I never knew *people* could cook like this.  I was a huge fan (and still am) of Stouffer’s Spinach Souffle.  It never occurred to me that a person in a home kitchen could create such a marvel.

Judy and I shared recipes and techniques for years.  I’ve always been a “seat of my pants” kind of cook, using recipes as a jumping off place, and Judy had the mind of a baker.  She trusted recipes and proportions. She knew that someone had labored over it, and she respected that.  She was a nurse, after all- you don’t wing it in surgery, you do what’s right and tested. Her recipe box of tried and trues has many cards in my writing, and it makes me so proud.

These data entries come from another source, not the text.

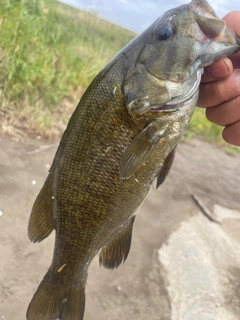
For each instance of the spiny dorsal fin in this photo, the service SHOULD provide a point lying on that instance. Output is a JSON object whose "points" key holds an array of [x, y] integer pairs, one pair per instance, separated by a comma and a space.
{"points": [[164, 171], [117, 250], [139, 150], [41, 219]]}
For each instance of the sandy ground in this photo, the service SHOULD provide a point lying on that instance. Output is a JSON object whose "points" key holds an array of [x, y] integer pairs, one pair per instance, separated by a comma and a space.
{"points": [[181, 265]]}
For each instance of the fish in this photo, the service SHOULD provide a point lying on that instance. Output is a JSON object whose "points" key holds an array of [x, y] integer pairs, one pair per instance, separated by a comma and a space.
{"points": [[121, 137]]}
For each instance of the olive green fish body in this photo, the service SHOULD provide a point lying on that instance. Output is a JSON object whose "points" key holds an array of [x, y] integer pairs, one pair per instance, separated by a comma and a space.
{"points": [[122, 136]]}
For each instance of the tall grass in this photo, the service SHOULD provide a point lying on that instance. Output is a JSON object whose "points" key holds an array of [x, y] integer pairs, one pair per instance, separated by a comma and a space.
{"points": [[49, 51]]}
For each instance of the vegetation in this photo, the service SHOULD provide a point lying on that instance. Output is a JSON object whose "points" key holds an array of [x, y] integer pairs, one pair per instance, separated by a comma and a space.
{"points": [[49, 53]]}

But more than that, she was a wonderful person.  Loving and generous, taking a confused teenager under her wing and showing me kindness, affection and respect. Having an adult that cared about me changed my life. She trusted me, which was so foreign to me at the time, and it took me a long time to realize that she meant it. There wasn’t a false bone in her body.

Don’t get me wrong, she wasn’t a saint. She taught me about “bless your heart”.  She had a bawdy sense of humor, especially when it came to her Beaver fur coat. She’d sidle up to you and ask if you’d like to touch her beaver, innocent as you please. It was hilarious. We had an ongoing cat theme, after I hid post-its with cat drawings all over her office.  That went on for years.  Every card we sent to each other had a cat on it. That’s not always easy, depending on the occasion.  Halloween- easy.  Thanksgiving, less so.

She passed on March 4th, 2015. I will miss her always, but also always be grateful that she “adopted” me.

Here’s a pic from when she came to visit me in Colorado in about 1995.  Yep, that’s her beaver.

And one more that’s a favorite of mine, taken long before I knew her as Nurse Judy.

I will never forget the gifts she gave me, all intangible, and worth more than any object.  She taught me to cook, but she loved me and was always there for me.  And it meant, still means, the world.